5th President of the Philippine Amateur Athletic Federation
- In office 1968–1970
- Preceded by: Antonio de las Alas
- Succeeded by: Ambrosio Padilla

President of the Philippine Football Association
- In office 1962–1967

Personal details
- Born: January 6, 1923 Manila, Philippines
- Died: October 18, 2018 (aged 95) Los Angeles, California, United States

= Felipe Monserrat =

Filipino sports administrator

Felipe Monserrat was a Filipino sports administrator who served as president of the Philippine Amateur Athletic Federation (PAAF) from 1968 to 1970.

==Career==
Felipe Monserrat headed the Philippine Amateur Athletic Federation (PAAF). After leading the Philippine delegation for the 1968 Summer Olympics in Mexico, he succeeded Antonio de las Alas as PAAF president. He earned a fresh mandate after he was re-elected in 1970 but he resigned "out of frustration".

As president of the Association for the Advancement of Amateur Athletics lobbied the Congress for the passage of Republic Act No. 3135 which grants autonomy to national sports associations and decentralized the PAAF. The law was passed into law in 1962. The PAAF would later become the Philippine Olympic Committee after it was dissolved in 1974.

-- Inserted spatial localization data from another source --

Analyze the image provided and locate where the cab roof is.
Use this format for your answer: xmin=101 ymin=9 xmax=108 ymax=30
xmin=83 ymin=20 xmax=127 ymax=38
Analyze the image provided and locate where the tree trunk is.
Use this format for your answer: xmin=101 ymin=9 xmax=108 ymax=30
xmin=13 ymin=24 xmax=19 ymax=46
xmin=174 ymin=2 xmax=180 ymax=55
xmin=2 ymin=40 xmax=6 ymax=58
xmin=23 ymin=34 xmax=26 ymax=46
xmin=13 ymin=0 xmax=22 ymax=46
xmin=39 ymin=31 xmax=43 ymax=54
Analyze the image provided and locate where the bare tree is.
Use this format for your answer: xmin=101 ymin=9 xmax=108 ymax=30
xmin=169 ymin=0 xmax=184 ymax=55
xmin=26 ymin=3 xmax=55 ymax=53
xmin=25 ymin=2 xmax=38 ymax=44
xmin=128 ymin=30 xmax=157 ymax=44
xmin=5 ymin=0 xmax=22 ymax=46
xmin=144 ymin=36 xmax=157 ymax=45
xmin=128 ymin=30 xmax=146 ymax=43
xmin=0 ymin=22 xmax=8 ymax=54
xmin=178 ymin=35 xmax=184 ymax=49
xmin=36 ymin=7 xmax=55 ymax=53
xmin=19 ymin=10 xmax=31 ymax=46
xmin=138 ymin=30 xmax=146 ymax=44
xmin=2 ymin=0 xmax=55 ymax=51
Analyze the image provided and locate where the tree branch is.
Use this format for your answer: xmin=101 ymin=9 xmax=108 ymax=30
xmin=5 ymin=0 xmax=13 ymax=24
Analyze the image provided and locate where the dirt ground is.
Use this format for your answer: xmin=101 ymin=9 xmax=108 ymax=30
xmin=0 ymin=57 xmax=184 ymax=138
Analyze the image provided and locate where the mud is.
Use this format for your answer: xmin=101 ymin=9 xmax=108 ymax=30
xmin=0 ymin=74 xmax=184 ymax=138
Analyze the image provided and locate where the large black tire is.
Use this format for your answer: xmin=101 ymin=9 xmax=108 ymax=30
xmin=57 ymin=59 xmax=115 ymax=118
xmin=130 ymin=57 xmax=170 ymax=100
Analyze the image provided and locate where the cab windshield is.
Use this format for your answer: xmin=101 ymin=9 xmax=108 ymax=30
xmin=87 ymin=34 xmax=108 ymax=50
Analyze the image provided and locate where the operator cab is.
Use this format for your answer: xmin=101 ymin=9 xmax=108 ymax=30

He was also the president of the Philippine Football Association for two terms serving from 1962 to 1967. Under his term, the Philippines would host the 1966 AFC Youth Championship. He was also convinced by sponsor San Miguel Corporation of Andrés Soriano to hire British coaches Alan Rogers and Brian Birch to handle the Philippine national team after a poor performance in the 1962 Asian Games.

==Later life==
He moved to the United States with his family in 1984 and stopped his involvement in Philippine sports due to "politics". Monserrat would die on October 18, 2018, in his residence in Los Angeles. He was married to Natividad Larena with whom he had five children.